Is a 360 Degree Camera any good for security?

I was asked to look at a 360 degree camera while in a wholesaler today.

Having given 360 degree cameras bad reviews in the past, I thought a fresh look might be worthwhile


The model was a Vivotek FE8171V 3.1MP 360° Surround View Vandal-proof Fisheye Fixed Dome Network Camera. On face value, while using a web browser to view it is was user friendly and gave several display options including a quad screen and 2 screen split of 180 degrees each.

Update – Un-boxing the Vivotek FE8171V for a closer look

Vivotek FE8171V un-boxing


First Impressions

As all 360 degree cameras have a wow factor, I let the salesman do his pitch on me of all the features and display modes before I asked for 2 simple tests

Can it identify a person

I asked one of the sales people to sit in a chair that was about 2 metres from the camera and then electronically zoomed in on them. Unfortunately you still cannot get an image quality suitable to recognise a person let alone identify them.

This has been the number one problem I have experienced with 360 degree cameras in general but given that this is a higher megapixel count than the others I have looked at, I was hoping for a better result. The sales push I see put behind these type of cameras is to use them in public area surveillance so one camera can cover a large open area. Unless you simply want to see if there are people in the scene, they will not do the job for you.

360 degree camera panoramic view

Work in varied light

The other problem I have seen in a 360 degree camera is they don’t tend to cope with varied light very well. This camera was mounted inside an office about 10 metres back from the south facing window. There was on light cast on the floor and not an excessively bright day.

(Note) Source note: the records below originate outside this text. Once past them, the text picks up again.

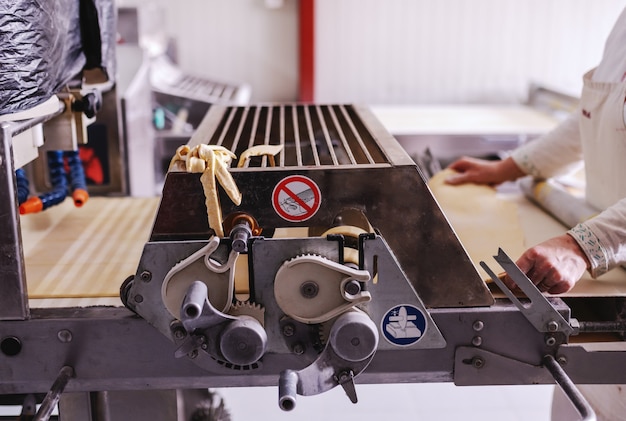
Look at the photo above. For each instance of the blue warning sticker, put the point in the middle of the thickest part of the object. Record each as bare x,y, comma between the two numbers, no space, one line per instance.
403,325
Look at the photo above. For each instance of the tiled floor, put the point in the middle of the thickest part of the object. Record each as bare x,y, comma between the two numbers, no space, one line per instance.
396,402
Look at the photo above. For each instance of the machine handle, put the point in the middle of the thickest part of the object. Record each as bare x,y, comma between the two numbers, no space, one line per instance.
54,394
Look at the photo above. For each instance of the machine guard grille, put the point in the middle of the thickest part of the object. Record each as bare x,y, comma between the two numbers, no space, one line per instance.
311,135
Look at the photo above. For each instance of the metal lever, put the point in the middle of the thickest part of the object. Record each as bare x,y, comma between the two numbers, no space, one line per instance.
54,394
539,312
569,388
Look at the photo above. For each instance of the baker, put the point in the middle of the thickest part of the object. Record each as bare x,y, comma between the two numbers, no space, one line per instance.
596,134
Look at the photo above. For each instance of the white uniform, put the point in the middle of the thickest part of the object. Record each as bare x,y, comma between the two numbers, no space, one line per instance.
597,134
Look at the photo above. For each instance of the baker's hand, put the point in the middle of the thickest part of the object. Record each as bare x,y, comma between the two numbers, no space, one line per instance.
554,265
481,171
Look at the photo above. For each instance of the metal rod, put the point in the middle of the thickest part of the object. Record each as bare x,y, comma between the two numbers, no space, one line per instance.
571,391
602,327
287,390
54,394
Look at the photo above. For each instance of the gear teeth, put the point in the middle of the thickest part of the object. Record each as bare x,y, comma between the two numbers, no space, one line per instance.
248,308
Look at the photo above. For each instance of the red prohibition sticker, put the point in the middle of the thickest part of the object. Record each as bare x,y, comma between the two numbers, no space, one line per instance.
296,198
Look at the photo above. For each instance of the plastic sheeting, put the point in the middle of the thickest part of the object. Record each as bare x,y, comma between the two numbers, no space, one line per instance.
42,48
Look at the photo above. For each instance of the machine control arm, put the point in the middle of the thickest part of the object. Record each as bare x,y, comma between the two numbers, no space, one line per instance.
352,344
540,313
239,340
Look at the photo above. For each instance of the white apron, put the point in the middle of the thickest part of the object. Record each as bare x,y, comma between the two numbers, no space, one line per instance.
603,134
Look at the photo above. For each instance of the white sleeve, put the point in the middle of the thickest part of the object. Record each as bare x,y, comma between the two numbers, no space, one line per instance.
603,238
553,153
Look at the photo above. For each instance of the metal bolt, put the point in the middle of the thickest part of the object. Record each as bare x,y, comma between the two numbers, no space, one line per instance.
343,377
298,348
309,289
478,362
289,329
352,287
179,333
64,336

Even so, the camera had little contrast of the vertical blinds along the window but the remainder of the office was a reasonable image.

My summary

360 degree camera showing one quadrantI can see applications such as directly over cash register working but the camera would have to be mounted quite low if you hope to get the face detail and not just a head shot. If you take a close look at the image captured from the above Youtube video from Vivotek’s web site (25 seconds in), you can see they have left the area directly central to the camera free of people. I believe this is intentional because you cannot see a face in this position.

For other applications, unless you only want to know if someone is in an area as an overview, I would still put in other cameras for you identify image as they enter the area.

 You should also checkout

How Many Megapixels does a CCTV Design need for Identification

Do More Megapixels Give Better Results


Leave a comment
  1. Tim Norton April 23, 2012 at 2:41 pm #

    Hi Rob,

    How’s it going in the west? Lots of work?

    What I don’t like about 360 degree cameras has nothing to do with the product.
    It is with the people that sell them as a camera to recognise people in wide open areas, where they are installed 4mtrs high.
    Every camera is good if used for the right application. Even the really cheap ones.

    If you think of this type of camera as 4 individual cameras with a 90 degree lens on them, the 3.1MP becomes 0.7MP which is not much better than analogue.My maths me not be exact but you get the idea. Anyone know the formula for pixel density on these cameras?

  2. Tim Norton April 24, 2012 at 8:35 am #

    The best point to start is identifying what the areas requirements are. From that you can determine how many cameras are required based on their intended use. Identify, recognise or observe people. You can also determine if a mega pixel camera will be required.
    After that look at the lighting performance that you require.